In subgroup analysis, the courses of ICT before CCRT did not affect the outcome. The LR, DM and OS were comparable between patients receiving ≤2 courses of ICT and those undergoing ≥3 courses of ICT. This was consistent with previously reported (13). However, there were evidence showing that the frequency of ICT may affect the prognosis (14,15). Indeed, for patients tolerable to ICT, 2 to 4 courses before RT or CRT are acceptable.
Of note, metastatic cervical lymph nodes are less sensitive to ICT than primary tumors, which might be ascribed to the different biologic characteristics. In this study, the lymph nodes remission rates were 84.8% in Group A, 53.5% in Group B and 68.2% in Group C, respectively. Patients in Group C received ND before RT (so-called planned neck dissection, PND). Some research showed that ND before RT can improve DFS and PFS (16-18). In another research of our department, we found priority of PND before RT in regional control for those with lymph nodes metastases insensitive to ICT (19). Moreover, the effectiveness of ICT can be further determined by pathological examination of lymph nodes, by which the radiation dose of cervical lymphatic drainage area can be calculated precisely so as to reduce the complications.
In the present study, the DM rate of Group B was significantly higher than Group A, and also, although not significantly, higher than Group C. We can infer that patients have poor response to chemotherapy might occur recurrence and metastasis easier. However, the death rate and the 3-year OS of Group B were not worse than other two groups, which was attributed to second-line chemotherapy, molecule-targeted therapy (Cetuximab, Nituzumab, or Bevacizumab), and the best supportive treatments including nutrition and analgesia (20-22).
Both international guideline and domestic expert consensus recommend MDT collaboration in the treatment of stage III, IVA, and IVB patients. In our institution, Individualized therapeutic plan has been made in consideration of tumor stage, physical performance, organ function preservation, financial status, and cultural customs.

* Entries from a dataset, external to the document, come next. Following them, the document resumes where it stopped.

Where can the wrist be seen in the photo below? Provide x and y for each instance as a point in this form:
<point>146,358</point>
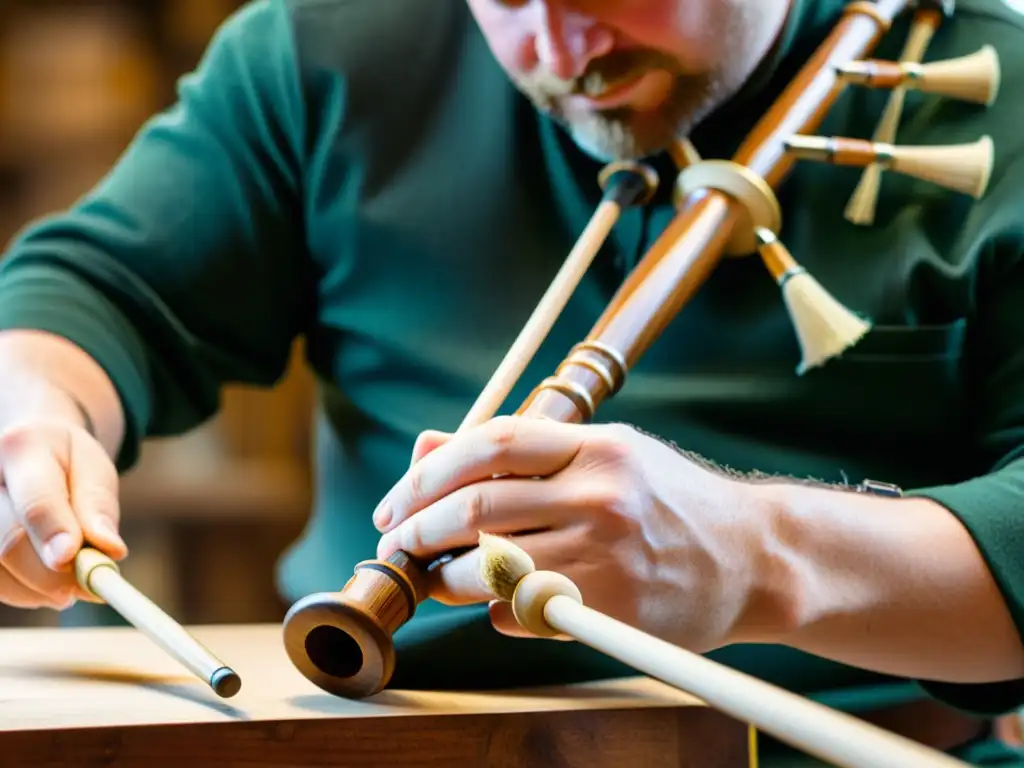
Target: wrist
<point>779,573</point>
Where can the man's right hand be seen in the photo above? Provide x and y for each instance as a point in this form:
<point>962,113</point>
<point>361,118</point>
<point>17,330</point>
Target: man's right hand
<point>58,492</point>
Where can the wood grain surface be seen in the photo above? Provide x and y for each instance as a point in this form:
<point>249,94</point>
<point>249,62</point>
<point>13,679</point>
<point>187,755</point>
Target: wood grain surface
<point>110,697</point>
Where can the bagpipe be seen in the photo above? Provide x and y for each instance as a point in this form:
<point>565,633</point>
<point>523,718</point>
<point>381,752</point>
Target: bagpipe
<point>342,641</point>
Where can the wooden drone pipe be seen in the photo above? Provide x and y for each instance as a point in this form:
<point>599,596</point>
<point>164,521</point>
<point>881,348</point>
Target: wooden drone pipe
<point>974,78</point>
<point>964,168</point>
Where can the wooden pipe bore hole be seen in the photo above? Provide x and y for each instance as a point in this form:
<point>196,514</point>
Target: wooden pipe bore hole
<point>334,651</point>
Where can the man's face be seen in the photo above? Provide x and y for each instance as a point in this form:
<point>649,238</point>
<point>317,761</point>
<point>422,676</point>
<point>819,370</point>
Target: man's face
<point>626,77</point>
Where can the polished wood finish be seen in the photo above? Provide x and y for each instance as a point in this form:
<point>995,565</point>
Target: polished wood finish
<point>668,276</point>
<point>107,696</point>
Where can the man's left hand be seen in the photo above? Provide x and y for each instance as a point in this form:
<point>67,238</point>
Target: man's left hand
<point>649,537</point>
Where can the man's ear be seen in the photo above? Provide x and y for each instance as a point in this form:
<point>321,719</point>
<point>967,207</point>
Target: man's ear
<point>427,441</point>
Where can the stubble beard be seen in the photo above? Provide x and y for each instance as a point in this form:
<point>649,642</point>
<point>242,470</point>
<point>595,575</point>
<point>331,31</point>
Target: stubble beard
<point>616,134</point>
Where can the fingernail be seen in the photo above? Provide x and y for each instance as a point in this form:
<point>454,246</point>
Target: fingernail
<point>382,515</point>
<point>58,549</point>
<point>12,538</point>
<point>384,547</point>
<point>107,527</point>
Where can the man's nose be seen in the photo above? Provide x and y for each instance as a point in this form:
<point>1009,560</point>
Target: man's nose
<point>567,41</point>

In conclusion, for patients with locally advanced SCCHN, the integrity and thoroughness of primary treatment is very important. Individualized therapeutic regimen based on the response of ICT could be an ideal solution. As metastatic cervical lymph nodes are less sensitive to ICT than primary tumors, PND before CCRT might improve the regional control, preserve throat function, and lead to better quality of life. A MDT collaboration is necessary throughout the treatment process.
We would like to thank all the members of multidisciplinary team and specialist nursing team of Head and Neck Cancer Center of our department.

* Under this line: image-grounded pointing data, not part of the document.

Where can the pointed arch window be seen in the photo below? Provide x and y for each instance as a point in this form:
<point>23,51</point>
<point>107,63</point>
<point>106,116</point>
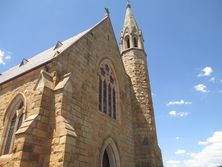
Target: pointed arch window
<point>15,117</point>
<point>107,88</point>
<point>127,40</point>
<point>135,41</point>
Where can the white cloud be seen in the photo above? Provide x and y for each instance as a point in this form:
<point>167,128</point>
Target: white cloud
<point>210,155</point>
<point>179,102</point>
<point>201,88</point>
<point>4,57</point>
<point>180,151</point>
<point>154,94</point>
<point>202,142</point>
<point>173,163</point>
<point>205,72</point>
<point>178,114</point>
<point>212,79</point>
<point>177,138</point>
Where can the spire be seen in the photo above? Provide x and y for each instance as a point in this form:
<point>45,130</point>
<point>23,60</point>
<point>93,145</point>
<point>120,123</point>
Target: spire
<point>131,35</point>
<point>130,21</point>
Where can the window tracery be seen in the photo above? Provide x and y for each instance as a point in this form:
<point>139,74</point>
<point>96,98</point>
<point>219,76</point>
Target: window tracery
<point>14,118</point>
<point>107,94</point>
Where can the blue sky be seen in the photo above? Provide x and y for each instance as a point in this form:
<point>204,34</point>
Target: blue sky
<point>183,40</point>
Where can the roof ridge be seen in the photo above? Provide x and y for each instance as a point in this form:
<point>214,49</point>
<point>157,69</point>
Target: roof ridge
<point>44,57</point>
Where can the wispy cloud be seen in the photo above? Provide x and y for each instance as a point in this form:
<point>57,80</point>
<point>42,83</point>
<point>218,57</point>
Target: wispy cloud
<point>178,114</point>
<point>180,151</point>
<point>201,88</point>
<point>154,94</point>
<point>202,142</point>
<point>212,79</point>
<point>210,155</point>
<point>207,71</point>
<point>173,163</point>
<point>179,102</point>
<point>4,57</point>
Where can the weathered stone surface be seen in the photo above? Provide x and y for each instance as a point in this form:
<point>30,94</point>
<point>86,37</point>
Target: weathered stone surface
<point>63,125</point>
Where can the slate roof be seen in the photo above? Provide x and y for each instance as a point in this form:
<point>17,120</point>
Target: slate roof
<point>39,59</point>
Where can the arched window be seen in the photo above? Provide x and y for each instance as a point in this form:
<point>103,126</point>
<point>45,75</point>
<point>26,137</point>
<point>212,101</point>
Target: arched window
<point>127,42</point>
<point>135,42</point>
<point>14,118</point>
<point>107,87</point>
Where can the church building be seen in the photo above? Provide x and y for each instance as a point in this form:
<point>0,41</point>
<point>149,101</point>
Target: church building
<point>85,102</point>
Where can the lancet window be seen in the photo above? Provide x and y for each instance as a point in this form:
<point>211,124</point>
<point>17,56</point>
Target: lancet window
<point>14,118</point>
<point>107,91</point>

Funding: This study was supported by the Major Science and Technology Projects of Zhejiang Medical and Health Program (No. WKJ-ZJ-1712 and 2015ZDA007), the General Research Projects of Zhejiang Medical and Health Program (No. 2017KY029), and Zhejiang Administration of Traditional Chinese Medicine Foundation (No. 2018ZB025).
Conflicts of Interest: The authors have no conflicts of interest to declare.
Ethical Statement: The authors are accountable for all aspects of the work in ensuring that questions related to the accuracy or integrity of any part of the work are appropriately investigated and resolved. This study had been approved by the Ethics Committee of our Hospital [zjzlyy Medical Ethics Approval Document (2015)-01-21].